Natalie en Russie
Gaetano DONIZETTI
(1797-1848)
Lucia di Lammermoor
Natalie DESSAY (Lucia), Piotr BECZALA (Edgardo), Vladislav SULIMSKY (Enrico), Dmitry VOROPAEV (Arturo), Ilya BANNIK (Raimundo), Zhanna DOMBROVSKAYA (Alisa), Sergei SKOROKHODOV (Normanno), Orchestre et Choeurs du Théâtre Mariinsky, dir.: Valery GERGIEV2011-SACD-131’ 05’’-Textes de présentation en russe, anglais, français et allemand-chanté en italien-Mariinsky MARO512
Etonnant Gergiev, qui dirige tout ! Le répertoire russe bien sûr, mais aussi les symphonies de Mahler, Parsifal, Elektra ou Don Quichotte. Incroyable boulimique, le voici qui aborde l’opéra italien, après une très réussie Forza del Destino dans la version originale pétersbourgeoise. Réussit-il tout pour autant ? Je serais un rien mitigé pour la présente Lucia di Lammermoor, icône du bel canto. Donizetti n’est pas Verdi, et son orchestre est différent.
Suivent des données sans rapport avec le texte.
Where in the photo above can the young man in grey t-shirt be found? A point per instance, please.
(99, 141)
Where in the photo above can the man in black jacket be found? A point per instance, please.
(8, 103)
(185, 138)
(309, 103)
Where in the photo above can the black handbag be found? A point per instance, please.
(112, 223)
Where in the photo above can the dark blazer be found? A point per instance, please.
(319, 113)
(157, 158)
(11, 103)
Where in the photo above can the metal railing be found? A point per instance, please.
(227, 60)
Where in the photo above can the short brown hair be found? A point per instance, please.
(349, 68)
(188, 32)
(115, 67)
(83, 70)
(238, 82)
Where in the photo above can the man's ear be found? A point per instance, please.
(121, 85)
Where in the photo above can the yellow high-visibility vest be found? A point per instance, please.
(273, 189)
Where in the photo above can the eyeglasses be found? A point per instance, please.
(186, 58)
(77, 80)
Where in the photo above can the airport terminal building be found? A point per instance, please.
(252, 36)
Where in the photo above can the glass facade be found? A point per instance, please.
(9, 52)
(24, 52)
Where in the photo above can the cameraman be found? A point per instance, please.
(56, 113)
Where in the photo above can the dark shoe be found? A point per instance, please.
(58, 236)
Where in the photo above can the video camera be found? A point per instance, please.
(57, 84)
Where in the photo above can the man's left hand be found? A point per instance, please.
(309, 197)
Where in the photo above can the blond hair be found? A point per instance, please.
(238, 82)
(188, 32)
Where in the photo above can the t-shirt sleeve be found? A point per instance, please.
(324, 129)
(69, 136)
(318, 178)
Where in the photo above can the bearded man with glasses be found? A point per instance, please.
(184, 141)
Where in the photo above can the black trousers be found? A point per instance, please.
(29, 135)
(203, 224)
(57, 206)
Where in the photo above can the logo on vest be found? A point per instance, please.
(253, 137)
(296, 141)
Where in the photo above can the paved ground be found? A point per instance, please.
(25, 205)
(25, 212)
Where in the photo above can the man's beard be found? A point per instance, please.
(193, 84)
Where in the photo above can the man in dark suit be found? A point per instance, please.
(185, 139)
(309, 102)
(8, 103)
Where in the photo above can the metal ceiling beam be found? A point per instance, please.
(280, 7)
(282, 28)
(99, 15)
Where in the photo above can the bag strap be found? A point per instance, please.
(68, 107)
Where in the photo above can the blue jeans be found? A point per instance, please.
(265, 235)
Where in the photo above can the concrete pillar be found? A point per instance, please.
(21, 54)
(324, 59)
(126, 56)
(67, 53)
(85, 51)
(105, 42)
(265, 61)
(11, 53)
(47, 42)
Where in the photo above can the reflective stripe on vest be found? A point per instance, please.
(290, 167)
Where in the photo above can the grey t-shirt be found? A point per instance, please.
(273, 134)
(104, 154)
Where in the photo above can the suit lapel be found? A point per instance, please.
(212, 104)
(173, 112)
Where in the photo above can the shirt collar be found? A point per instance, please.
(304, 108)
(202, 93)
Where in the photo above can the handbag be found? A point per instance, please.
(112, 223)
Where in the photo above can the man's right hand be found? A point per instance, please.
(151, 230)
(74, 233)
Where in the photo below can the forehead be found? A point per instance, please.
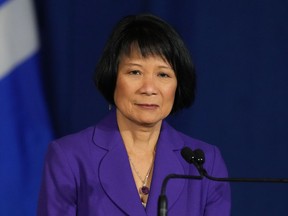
(135, 53)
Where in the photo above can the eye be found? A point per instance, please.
(163, 75)
(135, 72)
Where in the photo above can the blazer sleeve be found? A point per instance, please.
(57, 195)
(219, 196)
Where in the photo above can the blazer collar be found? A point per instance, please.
(115, 171)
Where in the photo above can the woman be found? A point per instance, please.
(117, 167)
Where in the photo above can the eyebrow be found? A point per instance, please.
(136, 64)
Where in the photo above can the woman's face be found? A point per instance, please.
(145, 89)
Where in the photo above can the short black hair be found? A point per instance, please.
(153, 36)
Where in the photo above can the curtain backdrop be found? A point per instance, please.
(240, 50)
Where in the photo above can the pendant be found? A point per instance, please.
(144, 190)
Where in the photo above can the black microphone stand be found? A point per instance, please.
(162, 200)
(197, 158)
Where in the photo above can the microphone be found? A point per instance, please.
(197, 157)
(162, 200)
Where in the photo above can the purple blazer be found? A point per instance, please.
(88, 174)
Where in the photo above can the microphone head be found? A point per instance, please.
(200, 156)
(196, 157)
(188, 155)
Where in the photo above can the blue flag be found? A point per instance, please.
(24, 124)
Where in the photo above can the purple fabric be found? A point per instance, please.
(88, 173)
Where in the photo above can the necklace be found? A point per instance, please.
(144, 189)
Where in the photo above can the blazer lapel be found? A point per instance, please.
(114, 170)
(166, 162)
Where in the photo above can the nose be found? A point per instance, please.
(148, 86)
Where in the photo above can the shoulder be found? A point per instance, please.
(213, 157)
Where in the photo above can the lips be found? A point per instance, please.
(148, 106)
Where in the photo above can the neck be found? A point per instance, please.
(138, 139)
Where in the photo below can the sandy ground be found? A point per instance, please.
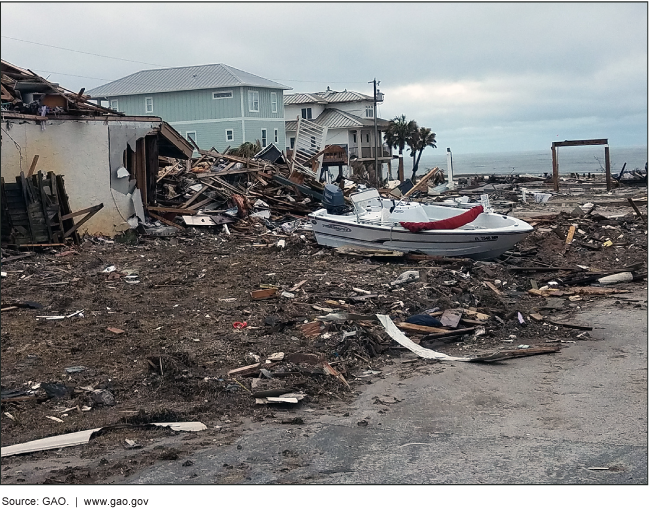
(178, 342)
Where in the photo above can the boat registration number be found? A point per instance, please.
(337, 227)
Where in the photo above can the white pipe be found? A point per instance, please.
(450, 170)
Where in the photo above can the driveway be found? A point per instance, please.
(575, 417)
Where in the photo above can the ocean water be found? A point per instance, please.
(590, 159)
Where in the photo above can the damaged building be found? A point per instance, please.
(102, 156)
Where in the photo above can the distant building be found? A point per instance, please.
(215, 105)
(349, 118)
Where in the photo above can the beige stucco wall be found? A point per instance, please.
(78, 150)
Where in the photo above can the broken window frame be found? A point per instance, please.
(253, 101)
(224, 94)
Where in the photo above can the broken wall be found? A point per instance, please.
(88, 154)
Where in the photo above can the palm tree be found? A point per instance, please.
(246, 149)
(397, 134)
(419, 140)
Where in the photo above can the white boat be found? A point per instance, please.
(377, 223)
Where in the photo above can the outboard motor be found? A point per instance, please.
(333, 200)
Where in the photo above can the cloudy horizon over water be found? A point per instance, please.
(485, 77)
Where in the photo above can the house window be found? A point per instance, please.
(226, 94)
(253, 100)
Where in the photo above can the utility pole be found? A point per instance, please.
(374, 115)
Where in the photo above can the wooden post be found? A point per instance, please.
(141, 168)
(556, 171)
(33, 166)
(608, 173)
(151, 149)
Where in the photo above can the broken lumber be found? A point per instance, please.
(245, 370)
(265, 293)
(421, 183)
(511, 354)
(420, 329)
(570, 325)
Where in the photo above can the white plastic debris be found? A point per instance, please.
(621, 277)
(406, 277)
(122, 172)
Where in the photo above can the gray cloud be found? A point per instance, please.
(483, 76)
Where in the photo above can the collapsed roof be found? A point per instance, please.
(25, 92)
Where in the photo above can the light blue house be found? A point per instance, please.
(215, 105)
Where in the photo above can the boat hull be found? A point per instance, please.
(480, 244)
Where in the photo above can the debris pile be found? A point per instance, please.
(36, 212)
(26, 93)
(217, 189)
(212, 326)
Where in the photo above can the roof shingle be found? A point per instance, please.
(176, 79)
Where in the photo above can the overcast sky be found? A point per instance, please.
(484, 77)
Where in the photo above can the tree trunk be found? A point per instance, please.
(416, 165)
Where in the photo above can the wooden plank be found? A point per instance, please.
(579, 143)
(420, 329)
(451, 317)
(245, 370)
(33, 166)
(265, 293)
(80, 212)
(200, 204)
(570, 234)
(421, 183)
(165, 221)
(636, 209)
(493, 288)
(511, 354)
(91, 212)
(193, 198)
(187, 212)
(570, 325)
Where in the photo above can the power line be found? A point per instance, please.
(149, 63)
(75, 75)
(78, 51)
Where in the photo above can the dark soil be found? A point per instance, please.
(171, 362)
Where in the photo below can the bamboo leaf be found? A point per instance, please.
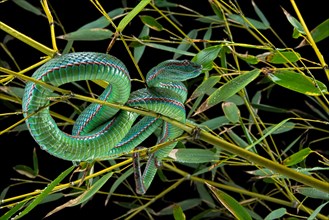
(288, 126)
(190, 155)
(84, 196)
(317, 211)
(297, 157)
(318, 34)
(28, 6)
(102, 22)
(185, 205)
(238, 211)
(312, 193)
(93, 34)
(206, 56)
(151, 22)
(118, 182)
(276, 214)
(45, 192)
(25, 170)
(228, 89)
(178, 213)
(127, 19)
(261, 15)
(295, 23)
(204, 87)
(251, 22)
(139, 50)
(298, 82)
(279, 57)
(186, 44)
(231, 112)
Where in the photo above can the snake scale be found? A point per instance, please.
(102, 132)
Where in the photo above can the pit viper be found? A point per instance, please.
(102, 132)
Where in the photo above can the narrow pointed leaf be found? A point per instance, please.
(102, 22)
(283, 128)
(276, 214)
(248, 22)
(294, 22)
(260, 15)
(317, 211)
(282, 57)
(206, 56)
(231, 112)
(45, 192)
(178, 213)
(151, 22)
(312, 193)
(297, 157)
(237, 210)
(186, 44)
(28, 6)
(204, 87)
(127, 19)
(93, 34)
(190, 155)
(25, 170)
(139, 50)
(298, 83)
(84, 196)
(229, 89)
(319, 33)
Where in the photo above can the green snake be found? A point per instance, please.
(102, 132)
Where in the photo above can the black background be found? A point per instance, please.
(17, 148)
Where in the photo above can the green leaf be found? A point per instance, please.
(190, 155)
(298, 82)
(25, 170)
(261, 15)
(204, 87)
(318, 34)
(139, 50)
(185, 205)
(164, 3)
(288, 126)
(312, 193)
(228, 89)
(102, 22)
(248, 58)
(178, 213)
(237, 210)
(167, 48)
(28, 7)
(294, 22)
(279, 57)
(231, 112)
(118, 182)
(206, 56)
(317, 211)
(297, 157)
(186, 43)
(215, 123)
(151, 22)
(13, 210)
(248, 22)
(93, 34)
(85, 196)
(45, 192)
(276, 214)
(217, 11)
(127, 19)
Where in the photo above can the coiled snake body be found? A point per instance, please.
(102, 132)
Gergiev tend un peu trop à l’assimiler à la “grande guitare”, terme péjoratif dont on affuble souvent l’accompagnement des opéras de cette époque, et appliqué par Wagner à Bellini. Un peu mou au premier acte, il se réveillera au second (excellent finale) ou lors du duo Enrico – Edgardo au premier tableau du troisième. Mais le sombre prélude orchestral de la scène finale au tombeau témoigne de nouveau d’une curieuse indifférence. Il y avait ici moyen de faire beaucoup mieux. Dommage. Vocalement, cette nouvelle intégrale a bien des atouts, ne fût-ce que, bien sûr, la merveilleuse Lucia de Natalie Dessay. Elle égale sans peine sa version française, dirigée par Evelino Pido (Virgin). “Regnava nel silenzio”, mais aussi “Sulla tomba che rinserra” sont admirables, quoique plus calmes et plus ‘concert’ que chez Pido, et la scène de la folie, tube absolu de l’opéra, la montre à son sommet. Elle y émerge d’un songe, et parcourt un monde différent de la réalité, vivant déjà ailleurs. La sonorité irréelle de l’harmonica de verre, voulue par Donizetti, ajoute énormément à cette impression onirico-fantastique propre à cette scène extraordinaire. Un très grand bravo aux interprètes slaves qui tous, sans exception, s’avèrent excellents. Piotr Beczala, bien connu, est un maître du beau chant, tant dans le célèbre sextuor que dans “Tombe degli avi mei”, l’Enrico de Sulimsky impressionne dès sa cavatine d’entrée au tout début de l’oeuvre, pour éclater dans ses nombreux duos, tout comme le Raimundo de Bannik, fort remarquable dans son récit de la folie de Lucia au III. Petite mention spéciale aussi pour la belle basse de Skorokhodov en Normanno, rôle un peu sacrifié. En somme une très belle version vocale, légèrement handicapée par la direction trop indifférente de Gergiev. Pour les Lucia parfaites, il faudra encore et toujours revenir à Sutherland – Pritchard ou Bonynge, ou, mieux encore, à Callas – Karajan.